Bueno de Matos, président de l'association, a déclaré à l'agence Lusa que les soi-disant «  Gardiens du couvent '' avaient réussi à obtenir suffisamment d'argent, 5925 euros, pour acheter le tableau, et le donneraient lundi au palais national de Mafra, pour rester. exposé dans la salle D. João V.

Lancée début novembre, la campagne a reçu le soutien de 60 mécènes, a-t-il déclaré, soulignant les initiatives de collecte de fonds du groupe scolaire Venda do Pinheiro et de l'école élémentaire et secondaire Hélia Correia, à travers lesquelles elles ont été collectées, respectivement. , 1000 euros et 700 euros.

La peinture à l'huile sur toile, du maître italien Jacopo Amiconi, était en vente dans une maison de ventes nationale, pour une valeur de 5 925 euros.

L'association a justifié l'achat du tableau sur la naissance de Maria Bárbara de Bragança «peut avoir été le prétexte pour la construction du palais, puisque son père, D. João V, a promis de construire le couvent en cas de être père ".

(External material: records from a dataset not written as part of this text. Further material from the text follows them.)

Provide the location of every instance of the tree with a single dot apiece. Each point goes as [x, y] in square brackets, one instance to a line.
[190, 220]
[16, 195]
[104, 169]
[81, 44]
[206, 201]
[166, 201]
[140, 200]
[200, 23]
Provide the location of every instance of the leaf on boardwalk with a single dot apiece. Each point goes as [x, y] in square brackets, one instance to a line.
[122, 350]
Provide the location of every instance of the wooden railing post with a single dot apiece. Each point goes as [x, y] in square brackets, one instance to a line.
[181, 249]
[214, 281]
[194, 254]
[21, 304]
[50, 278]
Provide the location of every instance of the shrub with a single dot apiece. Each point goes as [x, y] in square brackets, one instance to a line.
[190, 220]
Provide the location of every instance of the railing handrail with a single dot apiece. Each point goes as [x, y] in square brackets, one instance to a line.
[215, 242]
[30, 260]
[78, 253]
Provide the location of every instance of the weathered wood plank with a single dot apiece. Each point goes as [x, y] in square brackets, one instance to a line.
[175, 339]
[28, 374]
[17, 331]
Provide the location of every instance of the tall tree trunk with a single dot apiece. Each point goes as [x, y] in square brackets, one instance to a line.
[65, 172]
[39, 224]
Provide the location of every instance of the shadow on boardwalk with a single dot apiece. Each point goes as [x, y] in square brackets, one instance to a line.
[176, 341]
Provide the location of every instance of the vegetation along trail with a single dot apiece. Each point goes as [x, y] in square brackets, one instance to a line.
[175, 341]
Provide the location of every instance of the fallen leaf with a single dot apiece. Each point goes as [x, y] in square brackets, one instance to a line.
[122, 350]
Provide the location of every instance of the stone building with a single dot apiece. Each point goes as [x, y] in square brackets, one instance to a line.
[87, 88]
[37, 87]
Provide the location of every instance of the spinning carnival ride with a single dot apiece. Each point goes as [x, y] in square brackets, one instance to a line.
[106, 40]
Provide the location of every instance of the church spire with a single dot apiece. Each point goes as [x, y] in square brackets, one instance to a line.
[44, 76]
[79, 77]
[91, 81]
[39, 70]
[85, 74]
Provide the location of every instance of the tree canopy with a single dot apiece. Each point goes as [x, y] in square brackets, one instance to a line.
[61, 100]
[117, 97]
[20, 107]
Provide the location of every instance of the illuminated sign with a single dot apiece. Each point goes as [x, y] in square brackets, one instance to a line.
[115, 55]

Maria Bárbara, née le 4 décembre 1711, était la première fille du roi João V, après que Mgr Nuno da Cunha ait demandé au frère franciscain Frei António de S. José de diriger ses prières vers Dieu, demandant un héritier pour le roi, qui n'est pas apparu après trois ans de mariage, selon la tradition.

Si le roi construisait un couvent à Mafra, Dieu lui donnerait le successeur, alors, lorsque la prophétie se serait accomplie, le roi posa la première pierre le 17 novembre 1717.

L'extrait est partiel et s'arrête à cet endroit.